まるで子供をあやす母かのように、その気持ちを伝える。

 

「ヴァイオレット……君は……」

「私は、ギルベルト少佐を“愛しています”」

 

そして、単刀直入な告白。

ヴァイオレットは、その言葉をようやく解き放てたかのように、すっきりとそう言う。

 

「……愛してる」

「……はい、私は、少佐を愛しているのです」

 

しばらくの静寂の後、ギルベルトは目を伏せながら、ゆっくりと口を開いた。

 

「ヴァイオレット……私は、私で、本当に良いのか?」

「はい、少佐」

「そうか……」

 

――ありがとう、ヴァイオレット。

 

「私も、君を“愛している”」

 

気づけば、周囲には人だかりができていた。

告白の余韻と、集まった人々の温かな祝福が、室内に優しく漂っている。

 

しばらくの静寂の後、窓の外から微かに聞こえる歓声と、遠くで始まった音楽のような調べが、次第に迫ってくるのを感じた

 

――その瞬間。

 

全員の視線が一斉に外へと向けられた。

 

夜空にそびえ立つ完成したばかりの電波塔から、一斉に打ち上げられる花火。

それはまるで新たな未来への希望を告げるかのように、鮮やかに咲き誇っていた。

 

花火の光が、窓越しに広がる本土の街並みを照らし出し、その輝きは、まるでかつての戦火を乗り越えた我々の歩みを祝福するかのようだった。

 

ヴァイオレットは、ギルベルトの手をしっかりと握りしめながら、静かに目を閉じ、深い息をついた。

 

「少佐……もうこの手を離しません」

「……私もだ、すまなかった。
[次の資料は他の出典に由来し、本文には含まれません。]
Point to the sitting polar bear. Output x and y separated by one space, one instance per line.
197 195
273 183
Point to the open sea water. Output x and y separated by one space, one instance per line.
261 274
ヴァイオレット」

 

その時、電波塔から打ち上げられる一斉の花火が、夜空を鮮やかに彩り始めた。

 

燃え上がる火花が、まるで過ぎ去った日々の痛みや迷いを一瞬にして洗い流し、新たな希望の灯火として空いっぱいに広がる……。

 

 

かくして、ヴァイオレットとギルベルトの感動の再会がここに実現したのであった――。